Often considered one of America’s safest states, Vermont is fighting a soaring number of fentanyl overdoses and homicide rates that haven’t been seen in nearly three decades.

Vermont State Police (VSP) revealed homicide numbers topped 20 for the second straight year, according to WCAX.

“We’re prone to have some violence like all states do, but in a small state with a low population, it certainly has a greater effect on people when they hear about it,” VSP Maj. Dan Trudeau told the outlet.

(Video: YouTube)

Last year, Vermont “saw 24 homicide investigations involving a total of 27 deaths,” WCAX reports. “The violence took place across across the state, from Brattleboro to the Northeast Kingdom. Over the last seven years, the state’s homicide numbers ranged from 17 in 2017 to as low as 11 the following year. Since then, they have been on the rise.”

“We’ve typically been in the low teens to mid-teens, maybe for an annual sometimes lower than that,” Trudeau said. “It’s certainly concerning.”

More than half of the state’s 27 homicides involved a gun. Of the cases that state police are investigating, seven are drug-related and involve both suspects and victims from out of Vermont.

“It’s turned to the source and supply is now coming to Vermont,” Trudeau explained. “There are certainly Vermonters that sometimes attempt to steal or rip off the drug dealer themselves, and there can be some degree of turf war between drug dealers.”

Fentanyl is killing a lot of Vermont’s residents, according to the Daily Mail, “with 243 opioid deaths in 2022, up by a staggering 386 percent compared to a decade ago and a 50 percent increase on 2020.”

“Worsening matters,” the outlet reports, “VSP – responsible for about 200 towns, 90 percent of the state’s land mass, and 50 percent of its 650,000-strong population – is in the midst of an unprecedented staffing crisis.”

According to statistics from the Vermont Department of Health, the number of fatal overdoses has more than quadrupled from 63 a decade ago to 243 in 2022. The 2023 numbers, still being tabulated, are expected to be similar to 2022’s. As of the end of October, 201 of the state’s residents suffered “opioid-related accidental and undetermined deaths.”

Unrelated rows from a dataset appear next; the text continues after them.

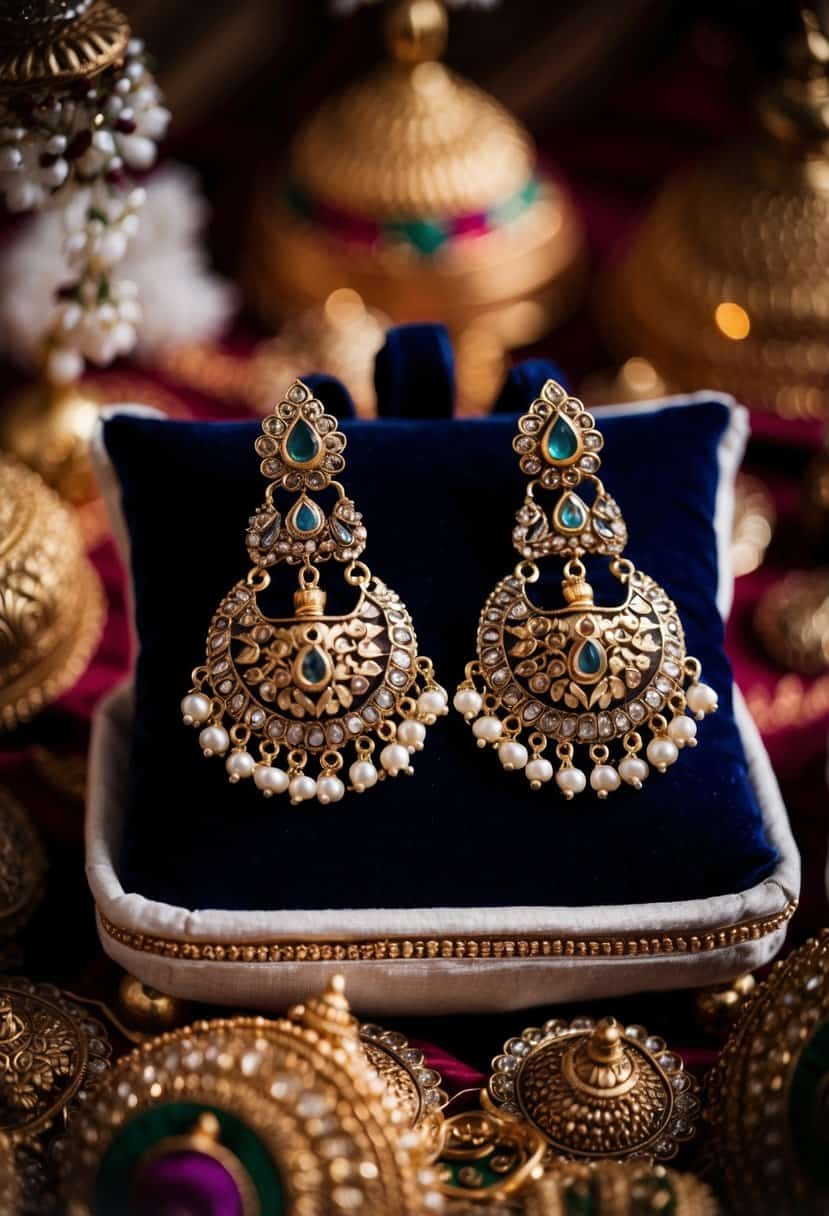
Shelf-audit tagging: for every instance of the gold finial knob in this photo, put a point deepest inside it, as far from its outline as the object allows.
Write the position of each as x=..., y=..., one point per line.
x=330, y=1012
x=416, y=31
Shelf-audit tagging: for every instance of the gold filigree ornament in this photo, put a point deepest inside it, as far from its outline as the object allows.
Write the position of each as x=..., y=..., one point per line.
x=51, y=1054
x=311, y=685
x=584, y=675
x=596, y=1090
x=268, y=1116
x=768, y=1093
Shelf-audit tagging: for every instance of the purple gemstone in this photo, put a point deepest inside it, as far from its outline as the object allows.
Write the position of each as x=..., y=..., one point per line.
x=186, y=1183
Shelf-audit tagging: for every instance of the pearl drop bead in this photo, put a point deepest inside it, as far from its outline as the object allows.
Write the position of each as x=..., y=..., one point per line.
x=214, y=741
x=683, y=731
x=570, y=781
x=330, y=789
x=240, y=764
x=411, y=735
x=270, y=780
x=302, y=788
x=512, y=755
x=362, y=775
x=539, y=771
x=394, y=759
x=486, y=730
x=701, y=699
x=604, y=778
x=633, y=771
x=661, y=753
x=195, y=708
x=432, y=703
x=468, y=702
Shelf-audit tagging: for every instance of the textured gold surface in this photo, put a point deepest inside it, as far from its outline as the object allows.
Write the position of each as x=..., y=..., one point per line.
x=413, y=141
x=596, y=1090
x=49, y=1050
x=48, y=50
x=762, y=1154
x=22, y=865
x=484, y=949
x=51, y=602
x=258, y=1070
x=726, y=285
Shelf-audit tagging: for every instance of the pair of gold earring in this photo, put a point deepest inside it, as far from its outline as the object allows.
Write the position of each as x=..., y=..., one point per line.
x=308, y=688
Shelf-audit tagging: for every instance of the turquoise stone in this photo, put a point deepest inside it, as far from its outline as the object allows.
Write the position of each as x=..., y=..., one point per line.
x=306, y=518
x=590, y=659
x=562, y=442
x=570, y=513
x=314, y=666
x=302, y=444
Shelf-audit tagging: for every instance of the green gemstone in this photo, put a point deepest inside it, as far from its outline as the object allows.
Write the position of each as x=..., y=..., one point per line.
x=314, y=666
x=570, y=513
x=306, y=518
x=562, y=440
x=590, y=659
x=302, y=444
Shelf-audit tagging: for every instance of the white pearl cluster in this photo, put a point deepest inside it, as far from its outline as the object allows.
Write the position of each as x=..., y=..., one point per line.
x=663, y=750
x=395, y=756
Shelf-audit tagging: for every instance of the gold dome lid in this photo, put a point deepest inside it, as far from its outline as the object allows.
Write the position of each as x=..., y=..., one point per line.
x=726, y=283
x=421, y=192
x=51, y=43
x=289, y=1109
x=596, y=1090
x=51, y=602
x=767, y=1093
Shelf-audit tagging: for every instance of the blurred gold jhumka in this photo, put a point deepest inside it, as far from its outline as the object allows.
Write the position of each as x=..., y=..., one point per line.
x=418, y=191
x=727, y=282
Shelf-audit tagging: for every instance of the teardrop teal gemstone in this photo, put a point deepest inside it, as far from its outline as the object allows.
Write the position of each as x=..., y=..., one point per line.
x=571, y=513
x=306, y=518
x=590, y=659
x=562, y=440
x=302, y=444
x=314, y=666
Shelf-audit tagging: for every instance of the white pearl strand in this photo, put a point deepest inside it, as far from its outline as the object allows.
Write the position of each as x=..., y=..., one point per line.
x=270, y=780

“The number is higher than the three-year average through October,” according to the Daily Mail.

“We’re doing more work – our calls for service go up every year – with less people,” Trudeau said last month, according to the outlet.

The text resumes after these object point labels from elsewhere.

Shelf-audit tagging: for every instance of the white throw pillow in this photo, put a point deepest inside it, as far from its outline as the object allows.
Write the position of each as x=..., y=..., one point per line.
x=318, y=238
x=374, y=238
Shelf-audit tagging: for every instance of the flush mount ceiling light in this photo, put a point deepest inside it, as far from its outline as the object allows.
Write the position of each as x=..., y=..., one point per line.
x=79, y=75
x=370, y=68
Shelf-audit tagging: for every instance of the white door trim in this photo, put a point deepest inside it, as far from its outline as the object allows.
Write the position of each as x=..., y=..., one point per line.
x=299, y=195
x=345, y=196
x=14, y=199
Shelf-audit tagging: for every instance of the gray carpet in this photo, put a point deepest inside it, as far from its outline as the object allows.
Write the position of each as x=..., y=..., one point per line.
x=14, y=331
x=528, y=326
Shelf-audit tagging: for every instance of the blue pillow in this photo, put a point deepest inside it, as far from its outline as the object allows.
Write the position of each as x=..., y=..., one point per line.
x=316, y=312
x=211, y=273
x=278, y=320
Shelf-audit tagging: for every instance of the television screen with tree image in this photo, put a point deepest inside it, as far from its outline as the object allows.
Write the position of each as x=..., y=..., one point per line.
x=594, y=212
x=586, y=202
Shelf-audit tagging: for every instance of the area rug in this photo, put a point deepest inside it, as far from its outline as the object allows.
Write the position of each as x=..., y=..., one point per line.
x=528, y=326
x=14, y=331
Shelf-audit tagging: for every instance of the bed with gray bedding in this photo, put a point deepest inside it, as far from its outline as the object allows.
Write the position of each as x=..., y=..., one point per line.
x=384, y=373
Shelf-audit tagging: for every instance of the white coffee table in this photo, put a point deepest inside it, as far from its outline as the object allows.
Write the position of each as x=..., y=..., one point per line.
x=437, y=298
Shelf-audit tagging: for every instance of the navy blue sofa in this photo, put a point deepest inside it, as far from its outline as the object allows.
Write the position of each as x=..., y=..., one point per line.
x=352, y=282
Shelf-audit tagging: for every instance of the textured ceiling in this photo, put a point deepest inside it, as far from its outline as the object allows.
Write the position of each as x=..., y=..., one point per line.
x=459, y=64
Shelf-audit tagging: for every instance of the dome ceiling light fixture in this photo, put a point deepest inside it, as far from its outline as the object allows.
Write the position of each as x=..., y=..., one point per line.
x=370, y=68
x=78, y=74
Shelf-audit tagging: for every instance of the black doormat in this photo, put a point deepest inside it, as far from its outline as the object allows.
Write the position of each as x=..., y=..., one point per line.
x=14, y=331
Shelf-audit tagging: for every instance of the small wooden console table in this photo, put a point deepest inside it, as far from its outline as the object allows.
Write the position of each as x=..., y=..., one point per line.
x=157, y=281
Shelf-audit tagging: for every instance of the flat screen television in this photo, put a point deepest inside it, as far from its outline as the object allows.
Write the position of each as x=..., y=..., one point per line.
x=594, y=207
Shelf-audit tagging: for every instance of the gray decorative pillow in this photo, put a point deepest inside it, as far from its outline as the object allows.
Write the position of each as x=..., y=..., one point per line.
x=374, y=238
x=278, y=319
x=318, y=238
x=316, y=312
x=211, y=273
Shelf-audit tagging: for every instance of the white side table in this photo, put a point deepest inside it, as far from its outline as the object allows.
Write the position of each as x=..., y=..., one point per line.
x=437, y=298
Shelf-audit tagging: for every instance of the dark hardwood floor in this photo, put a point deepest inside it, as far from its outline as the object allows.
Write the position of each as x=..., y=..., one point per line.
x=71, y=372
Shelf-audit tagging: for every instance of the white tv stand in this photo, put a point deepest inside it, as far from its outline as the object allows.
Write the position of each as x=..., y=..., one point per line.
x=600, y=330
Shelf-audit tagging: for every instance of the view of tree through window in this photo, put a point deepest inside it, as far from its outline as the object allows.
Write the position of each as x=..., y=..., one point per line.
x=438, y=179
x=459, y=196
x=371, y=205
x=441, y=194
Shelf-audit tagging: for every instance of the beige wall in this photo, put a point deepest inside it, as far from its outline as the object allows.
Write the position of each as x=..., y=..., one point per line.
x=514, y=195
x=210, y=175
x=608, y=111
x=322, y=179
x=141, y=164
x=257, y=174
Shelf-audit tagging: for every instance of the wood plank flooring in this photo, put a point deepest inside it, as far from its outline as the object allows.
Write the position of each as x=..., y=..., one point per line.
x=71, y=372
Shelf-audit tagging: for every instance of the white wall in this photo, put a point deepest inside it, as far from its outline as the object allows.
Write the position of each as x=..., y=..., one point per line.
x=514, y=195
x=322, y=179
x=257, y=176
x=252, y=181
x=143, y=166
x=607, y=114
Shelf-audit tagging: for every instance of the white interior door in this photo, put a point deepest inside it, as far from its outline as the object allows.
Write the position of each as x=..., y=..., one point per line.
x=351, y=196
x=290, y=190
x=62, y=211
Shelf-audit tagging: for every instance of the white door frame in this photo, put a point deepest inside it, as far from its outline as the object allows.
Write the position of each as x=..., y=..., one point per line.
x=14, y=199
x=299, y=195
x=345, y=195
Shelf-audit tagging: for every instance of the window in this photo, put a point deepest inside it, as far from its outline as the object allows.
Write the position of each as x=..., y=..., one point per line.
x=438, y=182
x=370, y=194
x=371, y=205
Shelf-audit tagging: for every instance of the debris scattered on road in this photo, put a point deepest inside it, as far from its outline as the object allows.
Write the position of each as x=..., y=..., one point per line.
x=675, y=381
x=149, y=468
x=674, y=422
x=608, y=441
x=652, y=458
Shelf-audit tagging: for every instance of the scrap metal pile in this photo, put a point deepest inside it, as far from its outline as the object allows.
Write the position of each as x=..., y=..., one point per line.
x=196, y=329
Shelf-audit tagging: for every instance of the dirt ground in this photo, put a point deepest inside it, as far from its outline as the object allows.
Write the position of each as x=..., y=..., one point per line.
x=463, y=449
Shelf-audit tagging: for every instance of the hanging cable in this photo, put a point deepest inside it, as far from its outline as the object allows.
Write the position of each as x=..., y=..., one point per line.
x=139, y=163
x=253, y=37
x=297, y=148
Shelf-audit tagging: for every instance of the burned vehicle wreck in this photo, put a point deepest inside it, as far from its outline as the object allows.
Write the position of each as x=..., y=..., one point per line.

Penny Shtull, a criminology professor at Norwich University, is concerned that the increasing homicides could pose an economic threat to the Green Mountain State.

“It can increase people’s perception of fear or safety,” she told WCAX. “It can impact tourism or impact people’s willingness to go to areas that have seen an increase in homicide.”

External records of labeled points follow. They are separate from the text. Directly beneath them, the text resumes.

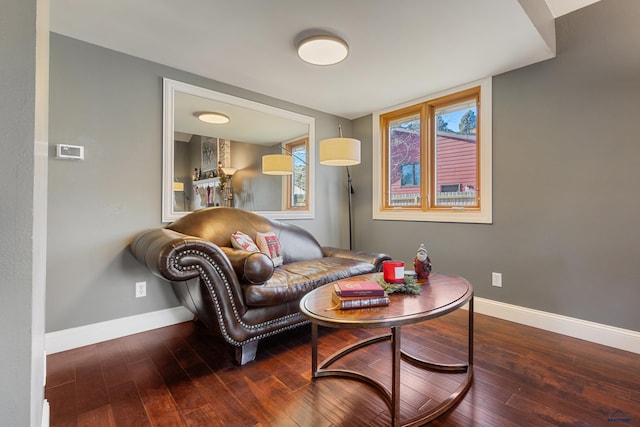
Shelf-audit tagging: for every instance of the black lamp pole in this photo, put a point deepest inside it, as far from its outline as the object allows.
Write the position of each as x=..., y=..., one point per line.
x=350, y=190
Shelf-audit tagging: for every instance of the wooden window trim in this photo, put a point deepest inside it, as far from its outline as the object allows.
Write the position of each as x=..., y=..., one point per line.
x=481, y=212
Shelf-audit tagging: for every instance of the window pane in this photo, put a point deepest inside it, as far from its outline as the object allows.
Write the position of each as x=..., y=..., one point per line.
x=456, y=155
x=299, y=178
x=404, y=161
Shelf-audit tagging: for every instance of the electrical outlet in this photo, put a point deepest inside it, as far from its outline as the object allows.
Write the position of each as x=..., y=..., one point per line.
x=496, y=280
x=141, y=289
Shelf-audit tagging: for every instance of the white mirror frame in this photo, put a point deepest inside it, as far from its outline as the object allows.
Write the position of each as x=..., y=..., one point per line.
x=170, y=87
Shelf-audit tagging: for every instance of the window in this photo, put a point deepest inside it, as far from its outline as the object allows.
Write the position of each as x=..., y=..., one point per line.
x=432, y=159
x=297, y=182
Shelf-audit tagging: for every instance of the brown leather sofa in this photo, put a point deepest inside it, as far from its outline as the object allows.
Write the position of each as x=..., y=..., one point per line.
x=238, y=293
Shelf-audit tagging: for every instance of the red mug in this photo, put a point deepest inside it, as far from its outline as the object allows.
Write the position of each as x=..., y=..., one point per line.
x=393, y=271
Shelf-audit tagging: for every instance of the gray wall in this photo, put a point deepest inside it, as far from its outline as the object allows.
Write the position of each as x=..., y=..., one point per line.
x=23, y=173
x=111, y=104
x=565, y=170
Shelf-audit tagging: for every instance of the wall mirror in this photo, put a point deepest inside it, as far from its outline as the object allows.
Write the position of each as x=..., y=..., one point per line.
x=207, y=164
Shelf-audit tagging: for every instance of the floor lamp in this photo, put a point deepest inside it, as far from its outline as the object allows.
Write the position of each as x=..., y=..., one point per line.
x=342, y=152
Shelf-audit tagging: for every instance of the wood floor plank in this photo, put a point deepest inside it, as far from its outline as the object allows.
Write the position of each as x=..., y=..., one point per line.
x=182, y=375
x=90, y=387
x=126, y=405
x=62, y=403
x=98, y=417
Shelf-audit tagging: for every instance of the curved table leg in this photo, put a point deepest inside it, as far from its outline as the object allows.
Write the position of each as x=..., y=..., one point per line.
x=392, y=397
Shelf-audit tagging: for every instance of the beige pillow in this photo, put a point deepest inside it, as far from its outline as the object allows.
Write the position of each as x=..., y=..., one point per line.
x=269, y=244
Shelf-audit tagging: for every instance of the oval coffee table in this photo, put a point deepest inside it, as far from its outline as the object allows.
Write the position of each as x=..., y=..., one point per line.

Two years of data do not make a trend, Shtull said, but analyzing the data is important if solutions are to be found.

“Nationwide,” the professor said, “we’re looking at what type of programs or practices — whether that’s law enforcement or on a governmental level in terms of policies and practices — may have reduced the overall, nationwide crime rate and whether those can be applied to places like Vermont.”